As I said, the writers were reflecting on what their own experience was. And it is similar to ours. We feel fear and that leads us to pull back and hide from others, because of the anticipation that we will get hurt. The openness and ease of the original days is not easy to find, even in the closest relationships. And most of us have been hurt along the way, from early childhood onwards. There is a relationship between how reliable things were in our childhood and how confused and difficult our relationships are as adults. So there can be an ongoing struggle between the part of us that loves and the part of us that fears, the part that wishes to be open and be seen and the part that want to protect itself and hide. And so all of us will struggle from time to time to keep believing in love, in allowing ourselves get close to others.
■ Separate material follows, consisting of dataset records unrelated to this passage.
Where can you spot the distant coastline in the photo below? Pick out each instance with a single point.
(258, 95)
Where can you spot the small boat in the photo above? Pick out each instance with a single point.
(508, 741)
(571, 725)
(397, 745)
What we can learn from these ancient stories is that some undercurrent of fear has always been present in human history and will likely always be present in our lives. The difference between adulthood and childhood is that we do not have to allow it dominate. We can act in spite of our fears. Mindfulness is based on this same understanding that there are fears at the heart of life, and that does not mean there is anything wrong with our life, or with us, just because we feel them. We do not have to turn this fact into a judgment about ourselves or others. We can choose not to hide. We can work through our fears.